Jeff Bezos: The Biggest Media Schizophrenic on Earth
Ironically, it was around March 6, 2017 that the Washington Post first proudly printed its new slogan at the top of its front page: Democracy Dies in Darkness. Ironic because it was on that very day that Bezos’s first and still by-far-largest enterprise, Amazon.com, expunged over 155 history books in three languages and both formats (print and electronic) from its offerings on all its English-language sites. If democracy that day didn’t die at least on Amazon, what did die? Truth? Freedom of expression? In all its communication with the publisher of most of these books, Castle Hill Publishers, Amazon obdurately refused to explain its action any more than to say the books “violate its content guidelines.” [1]
The Washington Post, even in its online manifestation, remains a “newspaper”—a daily all-new publication of finite, or limited space where some potential “news” must be omitted on account of space limitations. Decisions on that score are one of the chief challenges of what is called “editing.” Presumably the Post does this in such a way as to shed the minimum of that democracy-killing darkness.
Not so over at the Largest Bookstore on Earth where, as has been said also at Wikipedia, “it’s not paper”—that is, the list of books isn’t paper; never was, never will be; it can be expanded indefinitely. It’s a slowly accreting, essentially static (except for the occasional book-burning such as here discussed) list. But it is precisely in the Books (and Kindle Store) sections of Amazon.com where a decision that can only be called editorial was imposed last March to expunge titles Amazon had previously carried, some of them dating back well past 1998, when Bezos declared in a speech he gave at Lake Forest College[2] in Lake Forest, Ill. that he intended for his then-young Internet site to carry all books—“the good, the bad and the ugly.” Amazon retains this reputation from sheer inertia, but it obviously no longer deserves it. But because of it, the revisionist canon, of which not the slightest trace remains (not even used copies), have been made into what George Orwell might have called “unbooks.”
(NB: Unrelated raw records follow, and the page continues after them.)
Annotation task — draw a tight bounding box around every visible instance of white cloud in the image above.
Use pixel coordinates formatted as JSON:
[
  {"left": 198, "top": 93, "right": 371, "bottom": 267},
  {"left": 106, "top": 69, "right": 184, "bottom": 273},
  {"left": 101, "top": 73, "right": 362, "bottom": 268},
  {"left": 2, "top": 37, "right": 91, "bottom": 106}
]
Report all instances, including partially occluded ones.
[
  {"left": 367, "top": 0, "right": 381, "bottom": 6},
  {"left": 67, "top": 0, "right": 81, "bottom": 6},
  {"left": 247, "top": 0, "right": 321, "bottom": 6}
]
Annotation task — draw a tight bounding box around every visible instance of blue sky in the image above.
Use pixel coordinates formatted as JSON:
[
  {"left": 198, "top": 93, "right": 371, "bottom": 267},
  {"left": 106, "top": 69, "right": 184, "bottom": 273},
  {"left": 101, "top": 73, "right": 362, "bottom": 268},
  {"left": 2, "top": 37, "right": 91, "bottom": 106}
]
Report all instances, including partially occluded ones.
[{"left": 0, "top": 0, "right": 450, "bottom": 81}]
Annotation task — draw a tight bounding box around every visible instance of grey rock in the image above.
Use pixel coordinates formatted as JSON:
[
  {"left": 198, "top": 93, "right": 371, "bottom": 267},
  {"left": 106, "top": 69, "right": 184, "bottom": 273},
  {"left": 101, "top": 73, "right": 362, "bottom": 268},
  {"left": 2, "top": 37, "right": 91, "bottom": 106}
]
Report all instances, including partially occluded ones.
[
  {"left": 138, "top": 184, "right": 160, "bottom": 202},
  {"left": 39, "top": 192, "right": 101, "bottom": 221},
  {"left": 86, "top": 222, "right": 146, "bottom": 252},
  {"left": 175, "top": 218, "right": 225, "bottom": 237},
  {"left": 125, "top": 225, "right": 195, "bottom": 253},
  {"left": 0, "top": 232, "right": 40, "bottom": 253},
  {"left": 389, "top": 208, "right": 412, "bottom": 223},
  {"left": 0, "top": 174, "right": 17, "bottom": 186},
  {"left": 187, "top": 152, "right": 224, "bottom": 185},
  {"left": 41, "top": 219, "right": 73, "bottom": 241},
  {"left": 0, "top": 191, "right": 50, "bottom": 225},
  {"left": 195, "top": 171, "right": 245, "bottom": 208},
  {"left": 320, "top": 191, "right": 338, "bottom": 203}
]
Amazon will soon open a “second headquarters” somewhere in the United States. My bet is on the Washington, DC area. When that second capital of Jeff Bezos’s empire has been established in the Imperial Capital, it should then be possible to travel in a short drive from where Democracy Dies in Darkness to Where History Goes to Be Buried. Can a “house” so divided against itself stand, as Lincoln might ask?
But perhaps it really isn’t divided against itself. Perhaps “Democracy Dies in Darkness” is merely window dressing, a red herring, a calculated lie. That would mean Jeff Bezos is hypocritical, or worse.
Much, much worse …
[1] The whole, ugly story is told at https://codoh.com/news/3412/. Names are named.
[2] Video of speech at www.c-span.org/video/?c4620829/jeff-bezos; remark at about 00:19:15.